My original reasons for resignation still apply. I then stated: “I believe society has a right to protect itself by imposing life sentences without the possibility of parole. However, it became obvious that there were certain inherent contradictions that made unfairness and discrimination not merely uncontrollable accessories of the punishment of death, but its very essence.”
One of the reasons for my resignation was the failure of the court to conduct meaningful proportionality reviews as required by Washington law. In 2006, the court came within one vote of finding the death penalty had been applied in an arbitrary and irrational manner. The dissent noted: “The death penalty is like lightening, randomly striking some defendants and not others.”

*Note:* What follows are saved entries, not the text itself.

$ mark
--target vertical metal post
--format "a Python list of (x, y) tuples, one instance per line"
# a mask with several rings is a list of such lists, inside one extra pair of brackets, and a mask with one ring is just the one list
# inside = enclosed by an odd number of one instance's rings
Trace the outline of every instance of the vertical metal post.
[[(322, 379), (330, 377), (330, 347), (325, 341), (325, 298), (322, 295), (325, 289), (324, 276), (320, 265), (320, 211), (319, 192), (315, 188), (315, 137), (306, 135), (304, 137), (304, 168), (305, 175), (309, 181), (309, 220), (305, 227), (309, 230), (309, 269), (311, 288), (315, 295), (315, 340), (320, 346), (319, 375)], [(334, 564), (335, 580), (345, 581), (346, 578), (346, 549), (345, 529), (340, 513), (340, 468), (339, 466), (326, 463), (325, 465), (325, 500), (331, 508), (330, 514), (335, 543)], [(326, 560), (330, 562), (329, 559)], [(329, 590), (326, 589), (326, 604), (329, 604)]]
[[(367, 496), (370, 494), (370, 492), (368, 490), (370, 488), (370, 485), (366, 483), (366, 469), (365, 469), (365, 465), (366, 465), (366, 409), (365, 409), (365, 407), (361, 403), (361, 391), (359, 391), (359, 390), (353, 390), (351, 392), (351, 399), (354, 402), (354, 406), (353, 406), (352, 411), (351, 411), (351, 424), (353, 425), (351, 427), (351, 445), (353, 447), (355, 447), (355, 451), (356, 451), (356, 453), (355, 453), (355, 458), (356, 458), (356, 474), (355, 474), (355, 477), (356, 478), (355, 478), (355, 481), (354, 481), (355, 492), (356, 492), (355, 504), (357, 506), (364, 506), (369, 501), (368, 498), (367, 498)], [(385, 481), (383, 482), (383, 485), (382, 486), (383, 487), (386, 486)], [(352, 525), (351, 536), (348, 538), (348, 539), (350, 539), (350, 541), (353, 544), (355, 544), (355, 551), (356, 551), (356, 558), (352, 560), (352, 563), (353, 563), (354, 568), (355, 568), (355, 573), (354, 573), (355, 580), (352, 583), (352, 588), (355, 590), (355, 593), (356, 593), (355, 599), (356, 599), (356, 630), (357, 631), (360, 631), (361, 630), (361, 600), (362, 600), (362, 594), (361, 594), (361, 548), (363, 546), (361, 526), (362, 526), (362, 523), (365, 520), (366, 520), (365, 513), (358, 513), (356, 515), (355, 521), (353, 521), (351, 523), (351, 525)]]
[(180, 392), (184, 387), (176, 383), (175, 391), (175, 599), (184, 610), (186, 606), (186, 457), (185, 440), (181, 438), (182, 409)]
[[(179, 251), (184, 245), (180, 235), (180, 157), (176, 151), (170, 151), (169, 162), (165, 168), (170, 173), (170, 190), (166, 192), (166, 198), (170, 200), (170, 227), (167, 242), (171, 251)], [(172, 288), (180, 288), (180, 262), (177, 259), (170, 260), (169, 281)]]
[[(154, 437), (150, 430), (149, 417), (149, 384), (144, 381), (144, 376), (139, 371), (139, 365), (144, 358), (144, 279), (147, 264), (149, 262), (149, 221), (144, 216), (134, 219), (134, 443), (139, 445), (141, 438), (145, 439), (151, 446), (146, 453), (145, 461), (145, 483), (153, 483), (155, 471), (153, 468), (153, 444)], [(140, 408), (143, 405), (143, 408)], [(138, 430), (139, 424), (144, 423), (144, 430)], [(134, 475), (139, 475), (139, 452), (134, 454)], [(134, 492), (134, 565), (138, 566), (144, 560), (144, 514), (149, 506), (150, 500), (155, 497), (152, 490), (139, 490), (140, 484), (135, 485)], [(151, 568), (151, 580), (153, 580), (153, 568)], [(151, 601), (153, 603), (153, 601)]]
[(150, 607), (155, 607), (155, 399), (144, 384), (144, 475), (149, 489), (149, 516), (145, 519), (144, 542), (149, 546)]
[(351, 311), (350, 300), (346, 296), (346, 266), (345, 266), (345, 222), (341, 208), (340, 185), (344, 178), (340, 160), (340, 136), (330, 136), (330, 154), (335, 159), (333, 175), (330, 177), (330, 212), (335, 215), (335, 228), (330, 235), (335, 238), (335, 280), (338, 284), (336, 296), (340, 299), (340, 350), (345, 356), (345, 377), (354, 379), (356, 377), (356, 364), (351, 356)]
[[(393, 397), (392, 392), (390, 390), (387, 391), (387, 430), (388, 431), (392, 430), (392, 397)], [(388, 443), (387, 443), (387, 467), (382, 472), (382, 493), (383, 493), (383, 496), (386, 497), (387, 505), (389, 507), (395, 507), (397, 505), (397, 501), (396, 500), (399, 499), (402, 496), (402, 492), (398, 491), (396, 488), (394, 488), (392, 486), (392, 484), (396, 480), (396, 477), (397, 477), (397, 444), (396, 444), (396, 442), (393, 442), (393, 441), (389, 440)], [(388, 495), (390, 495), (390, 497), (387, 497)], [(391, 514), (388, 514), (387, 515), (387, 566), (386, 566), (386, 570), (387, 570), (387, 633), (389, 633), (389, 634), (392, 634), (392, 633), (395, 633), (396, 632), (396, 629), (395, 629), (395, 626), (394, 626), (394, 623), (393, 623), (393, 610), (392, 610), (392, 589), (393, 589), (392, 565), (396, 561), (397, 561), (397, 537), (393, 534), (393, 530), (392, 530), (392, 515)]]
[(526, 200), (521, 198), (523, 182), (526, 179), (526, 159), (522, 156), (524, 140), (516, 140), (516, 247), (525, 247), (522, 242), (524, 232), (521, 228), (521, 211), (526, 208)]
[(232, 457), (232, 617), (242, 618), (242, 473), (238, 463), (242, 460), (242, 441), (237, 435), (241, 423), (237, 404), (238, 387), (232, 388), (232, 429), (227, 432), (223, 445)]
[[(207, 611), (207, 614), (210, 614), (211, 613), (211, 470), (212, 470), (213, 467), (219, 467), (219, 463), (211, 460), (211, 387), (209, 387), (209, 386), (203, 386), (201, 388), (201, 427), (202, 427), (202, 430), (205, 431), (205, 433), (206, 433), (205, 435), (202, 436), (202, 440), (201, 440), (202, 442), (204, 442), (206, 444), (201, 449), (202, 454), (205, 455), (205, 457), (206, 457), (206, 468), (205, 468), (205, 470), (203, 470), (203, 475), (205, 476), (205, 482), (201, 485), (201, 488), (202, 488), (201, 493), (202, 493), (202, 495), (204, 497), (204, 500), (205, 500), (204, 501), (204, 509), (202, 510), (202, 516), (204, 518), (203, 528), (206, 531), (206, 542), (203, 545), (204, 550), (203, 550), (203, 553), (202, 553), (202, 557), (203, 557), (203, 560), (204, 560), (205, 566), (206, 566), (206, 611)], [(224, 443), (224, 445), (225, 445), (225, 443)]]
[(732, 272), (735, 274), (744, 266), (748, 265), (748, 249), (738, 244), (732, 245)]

The death penalty was not imposed on Green River killer Gary Ridgway or on Benjamin Ng and Kwan Fai “Willie” Mak, who gunned down 14 people in the 1983 Wah Mee Massacre in Seattle. Where the death penalty is not imposed on those who committed the worst mass murders in Washington’s history, on what basis do we determine on whom it is imposed?
In addition, many states are now examining the question of cost and have pointed out that capital cases cost three times as much as homicide cases in which the death penalty is not sought. They have done this reasoning that there are better and cheaper ways to reduce crime.
Lawmakers in Maryland, Colorado, Kansas, Nebraska, Montana and New Mexico are currently examining the merits of this argument. Gov. Bill Richardson of New Mexico, a longtime supporter of the death penalty with growing concerns about miscarriages of justice and the current era of austerity and tight budgets, is saying he may sign a bill repealing capital punishment.
Retaining the death penalty fails to serve either justice, public safety or the public purse.
Robert F. Utter served on the Washington state Supreme Court from 1971 until his 1995 resignation protesting the death penalty.